Should Fix (Warnings):

  • Metric doesn't exist - Panel will be empty
  • Query returns no data - Might be normal
  • Hardcoded dates in SQL - Will become stale

Informational:

  • Template variables - Can't fully validate
  • Hidden queries - Might be intentional
  • Non-standard UIDs - Still works

Integration Examples

GitHub Actions

yaml
name: Validate Dashboards
on:
  pull_request:
    paths:
      - 'monitoring/grafana/dashboards/**'

jobs:
  validate:
    runs-on: ubuntu-latest
    steps:
      - uses: actions/checkout@v2
      - uses: actions/setup-python@v2
      - run: pip install requests
      - run: python scripts/validate_dashboard.py --quick --json --all

GitLab CI

yaml
validate-dashboards:
  stage: test
  script:
    - python scripts/validate_dashboard.py --quick --all
  only:
    changes:
      - monitoring/grafana/dashboards/**

Pre-push Enforcement

bash
# .git/hooks/pre-push
#!/bin/bash
if git diff --name-only origin/main HEAD | grep -q "dashboards.*\.json"; then
  echo "Validating dashboards before push..."
  python scripts/validate_dashboard.py --all || {
    echo "Push blocked: Dashboard validation failed"
    exit 1
  }
fi

Proactive Patterns for Claude

When User Edits Dashboard

python
# After editing any dashboard.json
print("I'll validate that dashboard to catch any issues...")
subprocess.run(["python", "scripts/validate_dashboard.py", "--quick", "path/to/dashboard.json"])

Before Deployment

python
# Always run before sync
print("Let me validate all dashboards before deploying...")
result = subprocess.run(["python", "scripts/validate_dashboard.py", "--all"])
if result.returncode != 0:
    print("Found issues - let me help fix them...")
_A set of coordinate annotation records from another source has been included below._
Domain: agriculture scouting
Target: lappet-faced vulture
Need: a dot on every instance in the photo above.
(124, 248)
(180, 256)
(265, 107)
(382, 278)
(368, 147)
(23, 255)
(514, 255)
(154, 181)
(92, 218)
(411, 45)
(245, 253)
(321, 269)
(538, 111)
When Creating New Dashboard

python
# After generating dashboard JSON
with open("new_dashboard.json", "w") as f:
    json.dump(dashboard_config, f, indent=2)

# Immediately validate
print("Validating the generated dashboard...")
subprocess.run(["python", "scripts/validate_dashboard.py", "--quick", "new_dashboard.json"])

Performance Considerations

  • Quick mode: <1 second (no network)
  • Full mode: 2-10 seconds (depends on query count)
  • All dashboards: Multiply by dashboard count

For large deployments (>50 dashboards), use quick mode in CI and full mode manually.

Skill Dependencies

Required Python packages:

  • requests (for Prometheus API)
  • json (standard library)
  • pathlib (standard library)
  • argparse (standard library)

No external tools required for quick mode.

Summary

This skill provides fail-fast feedback for Grafana dashboards:

  1. Catches 80% of issues before deployment
  2. Two modes for different scenarios
  3. CI/CD ready with JSON output
  4. Proactive validation during development

Always validate before deploying. The 30 seconds spent validating saves hours of debugging broken dashboards in production.